Characterization of a novel high‐dose ovalbumin‐induced murine model of allergic sinonasal inflammation

Background Few efficacious topical therapies exist for chronic rhinosinusitis (CRS). The lack of a reproducible mouse model of CRS limits the pilot testing of potential novel anti‐inflammatory therapies. Although the ovalbumin‐induced mouse model of sinonasal inflammation is commonly used, it is difficult to reproduce and can generate variable histologic results. In this study, we explore a variation of this model in different strains of mice and explore various inflammatory cytokines as reproducible molecular markers of inflammation. Methods Allergic sinonasal inflammation was generated in BALB/c and C57BL/6 mice using intraperitoneal high‐dose injections of ovalbumin (Ova; Sigma Chemical Co.) followed by 10 days of high‐dose intranasal sensitization. Real‐time polymerase chain reaction (RT‐PCR) for eotaxin, interleukin 4 (IL‐4), and IL‐13 were measured from sinonasal mucosa. We also pilot tested a known topical budesonide to characterize the anti‐inflammatory response. Histological sections were analyzed for epithelial thickness and eosinophilia. Results Both BALB/c and C57BL/6 mice consistently showed increases in T helper 2 (Th2) cytokines after sensitization with high‐dose Ova ( p < 0.0001) when compared to controls.
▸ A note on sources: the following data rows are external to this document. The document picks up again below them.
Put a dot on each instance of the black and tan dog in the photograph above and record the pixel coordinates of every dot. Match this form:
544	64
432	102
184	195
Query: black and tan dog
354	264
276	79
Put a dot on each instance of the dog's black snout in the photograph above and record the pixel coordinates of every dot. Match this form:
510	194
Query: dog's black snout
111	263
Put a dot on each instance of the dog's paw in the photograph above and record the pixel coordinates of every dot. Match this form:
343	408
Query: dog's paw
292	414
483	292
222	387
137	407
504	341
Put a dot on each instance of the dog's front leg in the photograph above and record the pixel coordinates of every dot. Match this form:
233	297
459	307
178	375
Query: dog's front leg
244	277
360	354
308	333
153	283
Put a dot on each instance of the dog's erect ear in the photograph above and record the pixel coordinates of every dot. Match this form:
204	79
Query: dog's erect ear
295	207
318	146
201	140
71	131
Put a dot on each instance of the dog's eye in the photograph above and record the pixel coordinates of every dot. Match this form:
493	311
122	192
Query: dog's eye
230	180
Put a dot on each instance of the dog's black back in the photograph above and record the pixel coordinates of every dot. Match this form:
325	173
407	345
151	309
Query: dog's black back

There were also significant increases in epithelial thickening in Ova‐sensitized mice and eosinophilia in both BALB/c and C57BL/6 strains. In addition, topical budesonide significantly reduced anti‐inflammatory cytokines, eosinophilia, and epithelial thickness. Conclusion Our variation of the ovalbumin‐induced mouse model of sinonasal inflammation in both BALB/c and C57BL/6 mice provides an efficacious model for testing potential topical anti‐inflammatory therapies for CRS. The utilization of sinonasal mucosal Th2 cytokines along with histologic markers provides a consistent and quantifiable marker of inflammation in assessing the efficacy of candidate drugs.